Raul N.
Yelp
Of all the food experiences on the Central Coast, perhaps none is more unusual than Monday Night Dinner at the Cachagua General Store: a remarkably refined meal--set in the middle of rural Carmel Valley. (One of my friends likens it to eating a fancy dinner in a trailer park.)
Monday Night Dinner is such an indescribable beast. The location is half an hour past the middle of nowhere. The setting is essentially a cleaned-up storage room with tables and rickety chairs arranged haphazardly. It's loud and very casual, attracting a diverse set of characters. Service is slow. But the food trumps all these (minor) inconveniences.
The menu includes two dozen choices for appetizers and almost as many entrée selections too. On my first visit, my friends and I sampled nearly everything on the menu in a true test of gastronomic endurance.
The pear salad with parsnip strips, Brie and a yuzu honey dressing was one of the best appetizers of the night--the creamy cheese and sweet pears. The beet salad was flavorful and so elegant in presentation.
The poached egg with sorrel, black trumpet mushrooms and goatsmilk burrata was rich and creamy, with a unique blend of flavorful herbs.
And of course we sampled the famous bone marrow--a large bone halved in two, roasted and served with crisp crostini and mushrooms. The buttery bone marrow paired nicely with the earthy mushrooms.
My entrée--the seared duck breast--was good, but given the high praise I've heard about this dish, I expected it to be better. The meat was tender and flavorful, but a little gamier than I usually prefer.
Among the entrees ordered at the table, the double pork chop was the best. And it was a huge portion of meat--like a portion for a caveman! The pork was well cooked, and nicely seasoned. The peach confit and plum sauce that accompanied the meat were quite tasty.
Despite stuffing ourselves with appetizers and entrees, we decided as long as we'd trekked all the way out to the valley, we should try dessert too.
The chocolate crema ingelese, served with olive oil and sea salt, was great.
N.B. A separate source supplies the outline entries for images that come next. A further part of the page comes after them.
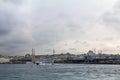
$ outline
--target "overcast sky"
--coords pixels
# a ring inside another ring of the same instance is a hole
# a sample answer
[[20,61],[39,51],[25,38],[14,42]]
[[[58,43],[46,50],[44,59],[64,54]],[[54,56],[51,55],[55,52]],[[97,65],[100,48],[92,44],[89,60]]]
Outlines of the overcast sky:
[[119,0],[0,0],[0,54],[120,53]]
The mousse was smooth, with rich chocolate flavor. The roasted stuffed apple with white chocolate crema ingelese and Jack Daniels caramel sauce was also quite good.
For round two, I joined friends for dinner at Cachagua last week, a holiday get-together of sorts.
We were more reserved in our ordering this time--picking up mostly appetizers and a just a few entrees.
The beer-battered wild rice pancake, topped with mushrooms, was the sleeper hit. The flavor combination was totally unexpected--the earthy mushrooms and the creamy beer batter. The quail was also very good. The meat was tender--always tricky with such a tiny little bird--and the accompanying chile pasta was a unique pairing that built heat with each bite.
The chanterelle and porcini soup was rich and creamy, packed with mushroom flavor. But we thought this heavy soup might have been better as a sauce.
And of course the bone marrow was as buttery as always.
Two of the entrees really shined: the pork ribs--topped with a delicious housemade mole sauce--and the chef's famous rabbit five ways. The latter arrived with five preparations of rabbit: fried, braised, stewed, bacon and terrine. The terrine was my favorite, with smoky flavors and a hint of spice.
We sampled two desserts--the Jack Daniels apple cobbler and the white chocolate parfait. The cobbler was full of sweet apples and the perfect wintertime dessert. For those less indulgent, the parfait was a clean, light finish to dinner.
Not every dish is a knock-out, but you'll find food certainly as tasty as any of the fancier spots on the Monterey Peninsula. And dinner here doesn't come with the high price tags so common on the Peninsula--the food and wine are remarkably reasonable considering the quality and the portions.
Cachagua is really an otherworldly experience--and it might not be for everyone. But if you're willing to take a chance on a dining experience that's rough around the edges and head out to the valley with an open mind, you can find one of the Central Coast's hidden culinary gems.
Just remember, when it comes to the bill, split checks are a big no-no at Cachagua. If you're dining with a group, make sure you all bring cash or make sure one of you has a healthy credit card balance to foot the bill.